Я встретился взглядом с Петром Петровичем, стоявшим у окна, и, показалось, что он мне одобрительно подмигнул. Так ли это было? Или просто у него обычный его нервный тик? Но мне стало легче. Я почувствовал себя увереннее.

— …вот именно, мы договорились, — завуч укоризненно, как на школьника, посмотрела на Бориса Григорьевича. — Вернее, договоримся.

Теперь она глядела на меня в упор:

— Ты отвечаешь на уроке Елизавете Кирилловне. Не менее трех раз. Иначе будет двойка за четверть. Понял? — проговорила Анна Трофимовна. — Родителей твоих в школу не затащишь арканом. Думай, голова, сам!

— Руку поднимать я не буду. Не могу. Спросят, отвечу, — заявил я.

— Почему не будешь? — географичка подошла к окну и встала рядом с учителем английского языка. — Ну и упрямец!

Петр Петрович начал что-то ей шептать, едва не касаясь очками ее неестественно белого лба.

— Хорошо, пусть будет так! Но исправляйся, Ватагин! — согласилась с моими условиями завуч и напомнила, взглянув на нас обоих: меня и Бориса Григорьевича:

— У нас школа, а не запорожская вольница.

«Как плохо, что среди учителей всего два мужика», — думал я, выходя из учительской.

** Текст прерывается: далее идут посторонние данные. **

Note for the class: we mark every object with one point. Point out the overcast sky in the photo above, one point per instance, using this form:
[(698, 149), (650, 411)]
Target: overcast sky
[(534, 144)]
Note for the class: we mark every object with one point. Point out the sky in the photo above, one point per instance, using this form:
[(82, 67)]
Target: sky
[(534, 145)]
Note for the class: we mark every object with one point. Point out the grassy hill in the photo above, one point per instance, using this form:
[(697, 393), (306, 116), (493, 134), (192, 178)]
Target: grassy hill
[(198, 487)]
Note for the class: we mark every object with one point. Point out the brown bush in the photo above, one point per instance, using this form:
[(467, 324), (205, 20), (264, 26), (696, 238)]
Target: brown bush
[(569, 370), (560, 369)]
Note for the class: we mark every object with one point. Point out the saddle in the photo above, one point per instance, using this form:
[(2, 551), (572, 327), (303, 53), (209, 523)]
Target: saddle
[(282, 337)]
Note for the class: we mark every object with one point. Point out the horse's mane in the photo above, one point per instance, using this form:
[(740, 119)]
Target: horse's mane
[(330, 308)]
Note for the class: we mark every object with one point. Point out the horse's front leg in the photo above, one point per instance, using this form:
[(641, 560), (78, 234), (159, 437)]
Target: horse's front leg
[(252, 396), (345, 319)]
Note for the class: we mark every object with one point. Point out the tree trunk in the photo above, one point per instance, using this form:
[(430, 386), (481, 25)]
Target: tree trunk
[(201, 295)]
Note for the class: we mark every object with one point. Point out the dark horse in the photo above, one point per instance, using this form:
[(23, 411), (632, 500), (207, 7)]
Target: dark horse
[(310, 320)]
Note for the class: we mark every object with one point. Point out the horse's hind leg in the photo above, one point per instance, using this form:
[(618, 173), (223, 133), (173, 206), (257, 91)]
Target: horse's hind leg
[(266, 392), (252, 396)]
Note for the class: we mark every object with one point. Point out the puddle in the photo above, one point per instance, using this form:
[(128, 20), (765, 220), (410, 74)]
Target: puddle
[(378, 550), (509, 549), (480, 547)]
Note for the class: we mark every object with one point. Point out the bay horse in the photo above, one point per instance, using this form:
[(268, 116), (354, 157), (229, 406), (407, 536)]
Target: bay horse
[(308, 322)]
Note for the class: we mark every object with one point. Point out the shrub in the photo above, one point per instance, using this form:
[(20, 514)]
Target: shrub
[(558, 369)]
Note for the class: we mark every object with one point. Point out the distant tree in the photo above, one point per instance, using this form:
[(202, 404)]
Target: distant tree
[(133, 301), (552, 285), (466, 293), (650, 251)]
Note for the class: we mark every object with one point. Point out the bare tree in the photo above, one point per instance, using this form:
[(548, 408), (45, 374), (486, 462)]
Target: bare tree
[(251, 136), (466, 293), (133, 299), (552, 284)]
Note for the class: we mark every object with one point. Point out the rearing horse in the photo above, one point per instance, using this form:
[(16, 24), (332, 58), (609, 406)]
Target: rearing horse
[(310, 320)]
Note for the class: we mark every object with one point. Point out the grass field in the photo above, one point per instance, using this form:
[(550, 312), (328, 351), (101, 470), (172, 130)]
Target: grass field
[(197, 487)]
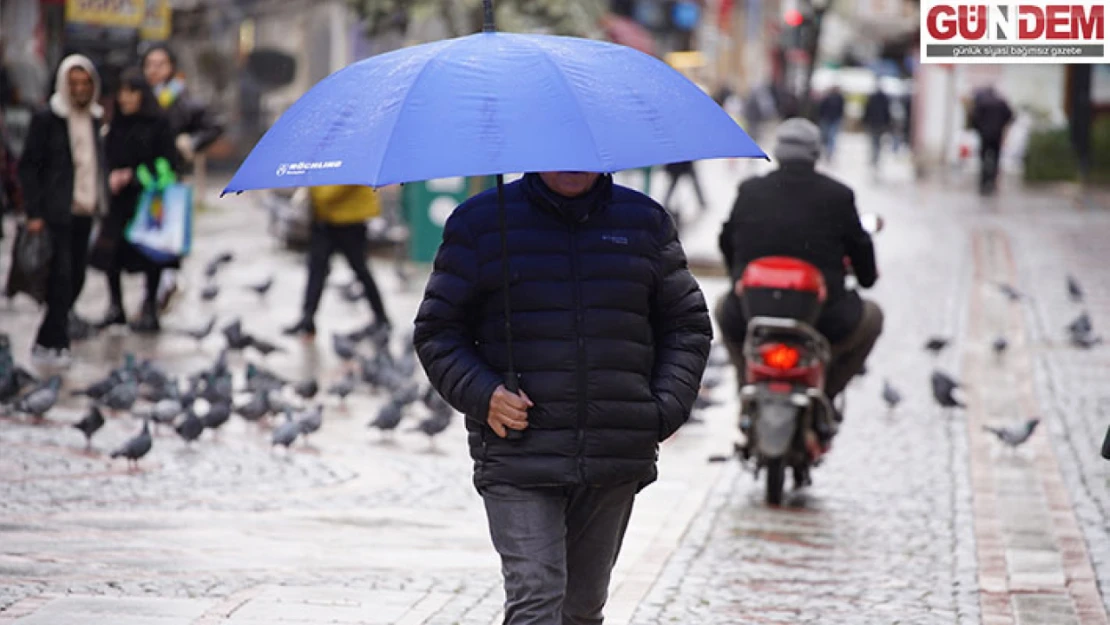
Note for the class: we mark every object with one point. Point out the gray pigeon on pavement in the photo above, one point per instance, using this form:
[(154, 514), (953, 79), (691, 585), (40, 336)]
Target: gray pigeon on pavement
[(90, 424), (122, 396), (138, 446), (191, 426), (39, 401), (890, 395), (311, 421), (942, 389), (1015, 435), (1075, 291), (285, 433)]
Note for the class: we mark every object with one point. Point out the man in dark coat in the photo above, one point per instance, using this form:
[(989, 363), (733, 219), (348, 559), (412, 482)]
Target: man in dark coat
[(611, 336), (64, 182), (990, 117), (795, 211)]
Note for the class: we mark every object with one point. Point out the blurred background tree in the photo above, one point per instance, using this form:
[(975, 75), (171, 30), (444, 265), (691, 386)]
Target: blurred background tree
[(577, 18)]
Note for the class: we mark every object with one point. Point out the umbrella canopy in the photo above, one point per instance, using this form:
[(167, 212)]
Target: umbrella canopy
[(491, 103)]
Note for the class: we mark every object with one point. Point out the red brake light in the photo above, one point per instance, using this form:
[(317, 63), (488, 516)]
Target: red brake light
[(780, 356)]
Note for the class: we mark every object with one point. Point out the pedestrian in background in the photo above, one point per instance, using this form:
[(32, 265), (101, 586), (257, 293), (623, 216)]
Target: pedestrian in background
[(829, 117), (677, 172), (138, 135), (64, 182), (877, 121), (990, 118), (340, 214), (611, 338), (193, 125)]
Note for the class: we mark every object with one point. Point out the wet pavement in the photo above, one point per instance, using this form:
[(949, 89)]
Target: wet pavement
[(916, 517)]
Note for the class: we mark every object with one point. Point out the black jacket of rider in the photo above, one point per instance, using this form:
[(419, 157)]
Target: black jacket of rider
[(795, 211)]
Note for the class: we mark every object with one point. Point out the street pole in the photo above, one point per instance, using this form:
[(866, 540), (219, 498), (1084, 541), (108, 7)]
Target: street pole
[(813, 48)]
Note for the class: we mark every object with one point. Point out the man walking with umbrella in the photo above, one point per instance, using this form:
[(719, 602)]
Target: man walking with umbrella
[(611, 335)]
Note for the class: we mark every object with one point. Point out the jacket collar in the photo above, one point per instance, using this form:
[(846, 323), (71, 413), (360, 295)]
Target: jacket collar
[(569, 209)]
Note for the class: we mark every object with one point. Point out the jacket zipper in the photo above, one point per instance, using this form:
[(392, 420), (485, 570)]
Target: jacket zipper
[(581, 363)]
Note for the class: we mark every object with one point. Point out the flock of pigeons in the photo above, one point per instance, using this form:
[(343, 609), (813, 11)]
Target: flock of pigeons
[(208, 399), (1080, 334)]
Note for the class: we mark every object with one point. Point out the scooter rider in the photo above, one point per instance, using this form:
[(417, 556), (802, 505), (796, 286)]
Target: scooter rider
[(795, 211)]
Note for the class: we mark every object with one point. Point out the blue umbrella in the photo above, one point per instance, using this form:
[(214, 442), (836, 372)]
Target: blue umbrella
[(492, 103), (487, 104)]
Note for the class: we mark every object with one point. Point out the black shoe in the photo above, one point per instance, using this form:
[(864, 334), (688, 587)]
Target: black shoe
[(114, 316), (304, 328), (148, 322)]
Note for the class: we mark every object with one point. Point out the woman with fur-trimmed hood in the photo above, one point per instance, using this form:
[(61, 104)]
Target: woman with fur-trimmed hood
[(64, 182)]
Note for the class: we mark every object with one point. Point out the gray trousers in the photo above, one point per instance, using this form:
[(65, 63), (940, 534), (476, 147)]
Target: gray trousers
[(557, 548)]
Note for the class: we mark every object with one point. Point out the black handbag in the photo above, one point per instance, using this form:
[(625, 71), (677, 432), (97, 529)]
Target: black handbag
[(30, 264)]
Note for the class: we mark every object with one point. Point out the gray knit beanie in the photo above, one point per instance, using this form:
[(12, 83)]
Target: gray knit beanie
[(797, 139)]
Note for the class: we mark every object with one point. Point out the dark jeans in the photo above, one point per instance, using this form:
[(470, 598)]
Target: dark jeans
[(349, 240), (848, 355), (990, 151), (115, 288), (70, 253), (557, 548)]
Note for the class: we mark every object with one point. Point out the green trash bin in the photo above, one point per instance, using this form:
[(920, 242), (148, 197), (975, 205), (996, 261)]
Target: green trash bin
[(426, 207)]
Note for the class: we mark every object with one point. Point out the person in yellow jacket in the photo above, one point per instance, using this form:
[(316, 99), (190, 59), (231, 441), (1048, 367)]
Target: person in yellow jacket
[(339, 224)]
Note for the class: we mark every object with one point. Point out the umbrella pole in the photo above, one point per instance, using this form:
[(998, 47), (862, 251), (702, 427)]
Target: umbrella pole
[(511, 382)]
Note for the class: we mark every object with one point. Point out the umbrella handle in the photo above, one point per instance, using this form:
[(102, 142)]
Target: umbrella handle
[(487, 23), (512, 384)]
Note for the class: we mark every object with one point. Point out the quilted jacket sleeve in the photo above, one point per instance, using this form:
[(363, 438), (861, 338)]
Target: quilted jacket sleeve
[(683, 333), (443, 335)]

Поднимать руку в классе я действительно не мог. Я воспитывал как раз в то время таким образом свою волю. Дал себе еще в шестом классе зарок: отвечать только тогда, когда спросят. Так я, молча, еще противостоял нашим отличникам. Мне не нравилось, как они тянули руки. Нинка к ним не относилась. Она была особенная. О моей затее знала только она. Я ей сказал, чтобы труднее было нарушить этот свой зарок. Нинка была как заслон. Теперь мне показалось, что она проговорилась. Что шептал на ухо географичке Петр Петрович? Это вопрос! И почему именно Нинку послали за мной?..

* * *

Вскоре рядом с тремя единицами по географии в журнале против моей фамилии красовались три пятерки.

— Видишь, — наставительно говорила мне Нинка на репетиции в драмкружке, где она всегда была на вторых ролях и нисколько, кажется, не тужила на этот счет, — видишь? Если не своевольничать, можешь стать отличником.

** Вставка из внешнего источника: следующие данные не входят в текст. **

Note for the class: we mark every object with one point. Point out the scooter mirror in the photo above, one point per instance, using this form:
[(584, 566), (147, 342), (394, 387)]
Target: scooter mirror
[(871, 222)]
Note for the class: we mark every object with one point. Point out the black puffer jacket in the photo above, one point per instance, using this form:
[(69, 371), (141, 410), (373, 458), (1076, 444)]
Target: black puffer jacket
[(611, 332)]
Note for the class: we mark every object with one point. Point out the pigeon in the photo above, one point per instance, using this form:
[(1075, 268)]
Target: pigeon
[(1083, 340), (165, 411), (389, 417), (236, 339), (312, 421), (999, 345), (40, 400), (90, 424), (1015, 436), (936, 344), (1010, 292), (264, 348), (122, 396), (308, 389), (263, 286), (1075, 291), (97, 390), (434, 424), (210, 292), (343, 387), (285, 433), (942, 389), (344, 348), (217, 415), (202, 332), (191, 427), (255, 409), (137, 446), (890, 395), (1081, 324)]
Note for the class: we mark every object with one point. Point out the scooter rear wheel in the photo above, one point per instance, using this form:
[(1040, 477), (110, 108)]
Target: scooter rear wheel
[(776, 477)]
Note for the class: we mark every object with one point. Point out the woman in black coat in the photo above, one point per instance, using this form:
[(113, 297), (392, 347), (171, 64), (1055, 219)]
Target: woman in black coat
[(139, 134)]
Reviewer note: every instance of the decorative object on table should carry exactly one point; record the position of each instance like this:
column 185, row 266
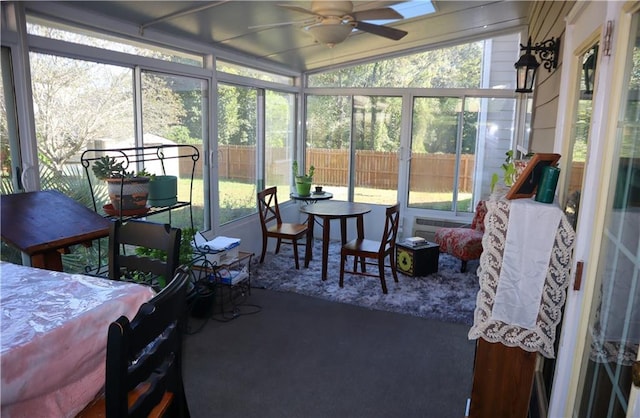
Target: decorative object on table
column 163, row 190
column 363, row 249
column 273, row 227
column 419, row 259
column 464, row 243
column 547, row 187
column 303, row 181
column 127, row 190
column 511, row 170
column 527, row 183
column 414, row 241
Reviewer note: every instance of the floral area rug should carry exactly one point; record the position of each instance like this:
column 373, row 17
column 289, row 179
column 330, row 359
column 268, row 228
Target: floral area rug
column 447, row 295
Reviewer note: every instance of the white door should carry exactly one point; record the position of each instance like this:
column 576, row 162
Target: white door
column 605, row 387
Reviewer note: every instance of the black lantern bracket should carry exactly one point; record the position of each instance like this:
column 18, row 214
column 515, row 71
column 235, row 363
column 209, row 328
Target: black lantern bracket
column 548, row 51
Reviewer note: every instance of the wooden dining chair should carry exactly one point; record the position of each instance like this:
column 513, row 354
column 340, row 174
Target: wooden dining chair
column 144, row 359
column 158, row 260
column 363, row 249
column 273, row 227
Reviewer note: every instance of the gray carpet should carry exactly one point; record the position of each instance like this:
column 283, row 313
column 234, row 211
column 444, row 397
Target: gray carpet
column 305, row 357
column 447, row 295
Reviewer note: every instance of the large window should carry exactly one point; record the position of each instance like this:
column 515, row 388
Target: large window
column 328, row 139
column 174, row 111
column 78, row 105
column 435, row 125
column 256, row 128
column 237, row 139
column 456, row 146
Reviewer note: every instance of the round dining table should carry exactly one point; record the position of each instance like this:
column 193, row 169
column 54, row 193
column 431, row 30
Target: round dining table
column 327, row 211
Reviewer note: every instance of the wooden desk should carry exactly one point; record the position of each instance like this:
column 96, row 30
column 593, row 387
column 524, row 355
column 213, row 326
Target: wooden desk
column 45, row 224
column 328, row 211
column 54, row 337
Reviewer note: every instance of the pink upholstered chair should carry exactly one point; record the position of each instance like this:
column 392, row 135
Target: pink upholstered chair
column 464, row 243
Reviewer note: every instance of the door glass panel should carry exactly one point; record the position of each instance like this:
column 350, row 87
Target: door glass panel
column 174, row 111
column 237, row 133
column 376, row 126
column 9, row 144
column 279, row 141
column 614, row 324
column 328, row 139
column 580, row 136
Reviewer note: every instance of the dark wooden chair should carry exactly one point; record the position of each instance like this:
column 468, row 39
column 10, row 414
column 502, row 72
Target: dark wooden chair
column 363, row 249
column 273, row 227
column 144, row 359
column 156, row 240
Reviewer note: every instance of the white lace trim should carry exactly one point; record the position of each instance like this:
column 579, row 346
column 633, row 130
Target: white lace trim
column 542, row 337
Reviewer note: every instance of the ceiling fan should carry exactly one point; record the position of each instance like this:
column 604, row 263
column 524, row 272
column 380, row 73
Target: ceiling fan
column 333, row 21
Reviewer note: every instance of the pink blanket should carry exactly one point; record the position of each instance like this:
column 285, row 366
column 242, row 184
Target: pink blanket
column 54, row 336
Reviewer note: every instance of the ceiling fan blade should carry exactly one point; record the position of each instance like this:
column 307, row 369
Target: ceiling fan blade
column 298, row 9
column 382, row 13
column 275, row 25
column 385, row 31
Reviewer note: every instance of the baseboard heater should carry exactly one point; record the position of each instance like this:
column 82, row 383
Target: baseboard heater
column 426, row 227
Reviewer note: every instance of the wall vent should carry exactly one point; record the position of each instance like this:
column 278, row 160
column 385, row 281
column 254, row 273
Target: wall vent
column 426, row 228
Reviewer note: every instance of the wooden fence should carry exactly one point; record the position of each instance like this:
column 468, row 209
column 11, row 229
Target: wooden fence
column 373, row 169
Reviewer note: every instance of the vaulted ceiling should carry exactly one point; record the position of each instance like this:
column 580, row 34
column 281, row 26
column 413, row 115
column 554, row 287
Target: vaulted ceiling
column 231, row 26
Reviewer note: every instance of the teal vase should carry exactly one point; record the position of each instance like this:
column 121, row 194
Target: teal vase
column 303, row 185
column 163, row 191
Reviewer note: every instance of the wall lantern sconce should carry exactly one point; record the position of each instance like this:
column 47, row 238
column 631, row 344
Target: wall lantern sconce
column 527, row 65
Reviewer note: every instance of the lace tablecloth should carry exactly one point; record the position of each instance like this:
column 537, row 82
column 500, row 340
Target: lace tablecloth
column 541, row 337
column 54, row 337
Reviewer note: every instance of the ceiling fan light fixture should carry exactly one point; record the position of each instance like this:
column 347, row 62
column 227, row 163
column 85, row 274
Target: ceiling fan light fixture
column 330, row 34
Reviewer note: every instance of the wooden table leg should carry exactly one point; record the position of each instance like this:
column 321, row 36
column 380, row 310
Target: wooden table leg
column 326, row 222
column 343, row 230
column 360, row 223
column 308, row 255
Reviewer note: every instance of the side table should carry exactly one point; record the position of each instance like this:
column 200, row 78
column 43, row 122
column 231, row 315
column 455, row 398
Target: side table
column 418, row 260
column 230, row 281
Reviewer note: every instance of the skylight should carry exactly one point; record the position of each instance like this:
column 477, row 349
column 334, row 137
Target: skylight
column 409, row 9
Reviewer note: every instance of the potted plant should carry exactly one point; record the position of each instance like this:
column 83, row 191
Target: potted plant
column 303, row 181
column 511, row 169
column 128, row 191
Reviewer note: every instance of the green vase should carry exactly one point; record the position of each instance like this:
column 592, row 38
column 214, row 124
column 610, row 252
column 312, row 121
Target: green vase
column 163, row 191
column 303, row 185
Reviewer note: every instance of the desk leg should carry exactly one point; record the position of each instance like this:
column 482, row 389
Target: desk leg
column 360, row 231
column 360, row 223
column 50, row 260
column 326, row 222
column 308, row 251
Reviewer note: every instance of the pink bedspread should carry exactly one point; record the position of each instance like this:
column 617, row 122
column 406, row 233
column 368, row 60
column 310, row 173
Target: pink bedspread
column 54, row 337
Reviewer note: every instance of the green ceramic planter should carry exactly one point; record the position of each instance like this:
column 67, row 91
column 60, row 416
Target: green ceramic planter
column 303, row 185
column 131, row 193
column 163, row 191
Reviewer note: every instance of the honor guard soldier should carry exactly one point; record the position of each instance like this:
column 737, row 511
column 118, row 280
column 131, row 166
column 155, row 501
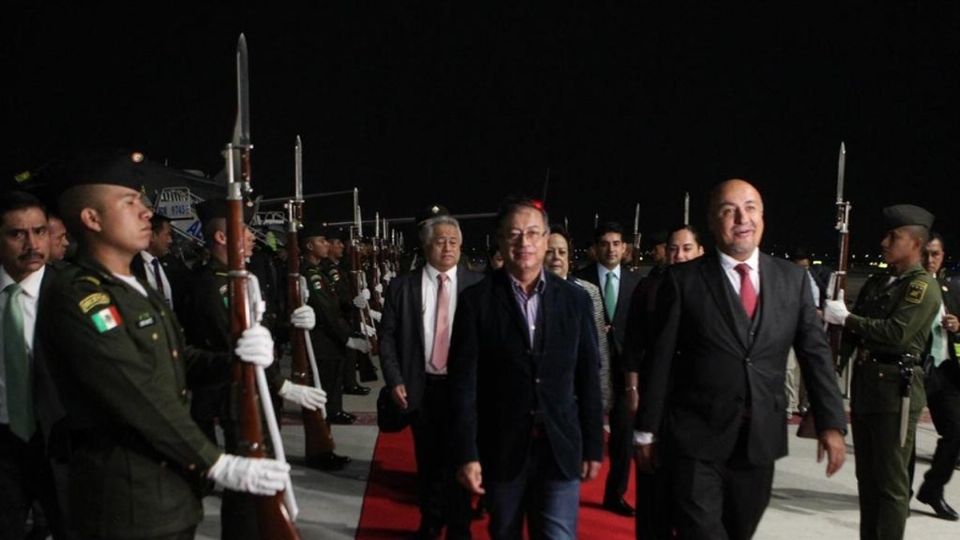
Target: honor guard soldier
column 889, row 326
column 332, row 337
column 120, row 364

А я не видел такой моей перспективы.

Ходить в школу расхотелось. Стало неимоверно скучно. То, что получил три пятерки по географии мне не казалось победой. Я бредил сценой, и эта история с единицами, а потом пятерками, казалась мне глупым спектаклем, на котором меня, заставив прилюдно, на публике снять штаны, высекли. При Нинке, которая так ничего, кажется, и не поняла. Или притворяется?

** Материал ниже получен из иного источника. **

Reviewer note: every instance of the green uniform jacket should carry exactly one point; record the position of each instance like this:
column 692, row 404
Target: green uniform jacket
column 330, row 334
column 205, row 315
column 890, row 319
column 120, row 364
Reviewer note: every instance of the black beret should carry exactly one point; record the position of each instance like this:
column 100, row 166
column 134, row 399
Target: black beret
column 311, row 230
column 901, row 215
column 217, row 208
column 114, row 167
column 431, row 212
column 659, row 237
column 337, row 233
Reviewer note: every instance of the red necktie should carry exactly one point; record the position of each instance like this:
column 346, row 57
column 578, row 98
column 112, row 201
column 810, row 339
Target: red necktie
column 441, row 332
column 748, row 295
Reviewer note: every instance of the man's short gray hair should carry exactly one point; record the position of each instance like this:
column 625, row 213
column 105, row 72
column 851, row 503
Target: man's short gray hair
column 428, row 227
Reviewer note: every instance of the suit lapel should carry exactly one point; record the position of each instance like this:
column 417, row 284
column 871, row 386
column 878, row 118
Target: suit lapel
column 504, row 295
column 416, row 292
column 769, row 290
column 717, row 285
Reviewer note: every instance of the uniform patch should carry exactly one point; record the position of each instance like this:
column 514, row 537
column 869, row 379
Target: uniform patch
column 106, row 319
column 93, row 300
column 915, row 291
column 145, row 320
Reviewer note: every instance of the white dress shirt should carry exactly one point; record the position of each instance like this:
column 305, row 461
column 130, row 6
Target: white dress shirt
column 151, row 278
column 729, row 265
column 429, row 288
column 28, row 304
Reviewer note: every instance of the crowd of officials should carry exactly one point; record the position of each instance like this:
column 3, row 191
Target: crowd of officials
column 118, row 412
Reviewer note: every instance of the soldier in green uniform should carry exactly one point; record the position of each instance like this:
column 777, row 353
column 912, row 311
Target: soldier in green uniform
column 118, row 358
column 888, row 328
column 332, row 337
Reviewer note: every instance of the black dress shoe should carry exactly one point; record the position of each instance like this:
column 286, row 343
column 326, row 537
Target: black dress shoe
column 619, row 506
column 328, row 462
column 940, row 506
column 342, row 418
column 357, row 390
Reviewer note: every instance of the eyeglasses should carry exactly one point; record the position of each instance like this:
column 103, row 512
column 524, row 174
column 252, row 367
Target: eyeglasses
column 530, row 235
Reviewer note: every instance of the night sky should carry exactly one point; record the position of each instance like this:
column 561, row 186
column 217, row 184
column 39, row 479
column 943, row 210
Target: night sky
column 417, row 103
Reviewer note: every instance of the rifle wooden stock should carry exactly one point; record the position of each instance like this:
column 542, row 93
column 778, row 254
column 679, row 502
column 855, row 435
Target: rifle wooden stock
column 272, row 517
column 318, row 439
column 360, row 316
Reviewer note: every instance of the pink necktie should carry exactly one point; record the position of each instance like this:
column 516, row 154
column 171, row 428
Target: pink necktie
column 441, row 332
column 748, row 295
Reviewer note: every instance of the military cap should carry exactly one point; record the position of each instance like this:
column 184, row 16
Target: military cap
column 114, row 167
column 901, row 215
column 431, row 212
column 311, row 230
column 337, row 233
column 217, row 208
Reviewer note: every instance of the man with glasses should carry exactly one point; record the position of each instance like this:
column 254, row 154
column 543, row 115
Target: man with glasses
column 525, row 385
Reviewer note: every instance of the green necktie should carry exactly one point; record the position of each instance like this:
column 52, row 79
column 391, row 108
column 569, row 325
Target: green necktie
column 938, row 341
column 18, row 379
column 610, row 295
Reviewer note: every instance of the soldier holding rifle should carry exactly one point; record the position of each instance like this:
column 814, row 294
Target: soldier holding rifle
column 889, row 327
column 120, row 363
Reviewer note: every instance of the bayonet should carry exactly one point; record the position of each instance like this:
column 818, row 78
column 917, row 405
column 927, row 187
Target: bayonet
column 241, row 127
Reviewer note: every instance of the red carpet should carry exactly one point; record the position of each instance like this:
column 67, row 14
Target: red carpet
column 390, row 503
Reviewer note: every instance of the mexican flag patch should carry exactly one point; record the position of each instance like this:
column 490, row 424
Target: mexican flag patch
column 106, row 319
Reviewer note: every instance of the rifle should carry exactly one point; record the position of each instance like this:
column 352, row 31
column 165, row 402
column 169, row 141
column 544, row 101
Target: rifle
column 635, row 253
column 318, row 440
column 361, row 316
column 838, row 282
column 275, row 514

Мы перестали с Колькой ходить на уроки, Последние события в школе нас сблизили.

Там, за Мижавовыми, по ходу в школу, стояла заброшенная деревянная банька. В ней мы прятали сумки и, не дойдя до школы, брали вправо, в переулочек, а там до речки — уже самая малость. Не каждый день, а так, через раз, мы оказывались на речке. Дома думали, что мы уходим в школу, в школе мы говорили, что заняты с родителями по хозяйству. Такая причина: помощь родителям, считалась временно вполне уважительной, особенно для учителей, имеющих свое хозяйство.

Вскоре у нас появились и удочки на речке. Их мы домой не носили, прятали в зарослях шиповника. Кто туда сунется?

Рыбак из Кольки оказался никудышный. Я впервые видел, чтобы на рыбалке сидели и читали. И кто? Колька Ракитин! Он носил с собой потрепанную книжку, точнее, толстенное такое пособие по астрономии.

— Откуда она у тебя? — удивился я.

— Помнишь, жил учитель на квартире у бабки Ваньковой? Она одна. Сыновья куда-то разъехались. Когда уезжал, оставил на память. Мы с мамкой ходили к ним. У бабки на огороде себе картошку сажали. Ты знаешь, отчего бывает солнечное затмение? — сходу огорошил он вопросом.

— Нет, — произнес я.

— А затмение Луны?

Я мотнул отрицательно головой.

— Ну вот, — протянул Колька, — а еще почти как Нинка — отличник.

— Да иди ты! — отмахнулся я.

— Иди ты, — произнес Колька с ударением на «ты». — Расскажу. Учись, пока я жив.

И он начал рисовать прутиком на мокром речном песке Солнце и Землю. С этого дня я стал познавать азы астрономии. Колька был неистощим. Он знал такое множество вещей про небо и звезды, что у меня кружилась голова.

— А телескоп, знаешь, как устроен! — восклицал он.

— Нет, — отвечал я.

— Посмотри схему, тут есть.

Я откладывал в сторону удочку и принимал в руки драгоценную Колькину книжку.

— Телескоп, — говорил тем временем мой ученый приятель, — можно сделать из линз, а можно из вогнутых зеркал. Вогнутое зеркало сделать легче. И телескоп будет сильнее. Вот если бы у нас был учитель по астрономии, можно бы попробовать. Кружок бы организовали! А не эти уроки труда: табуретки мастерить.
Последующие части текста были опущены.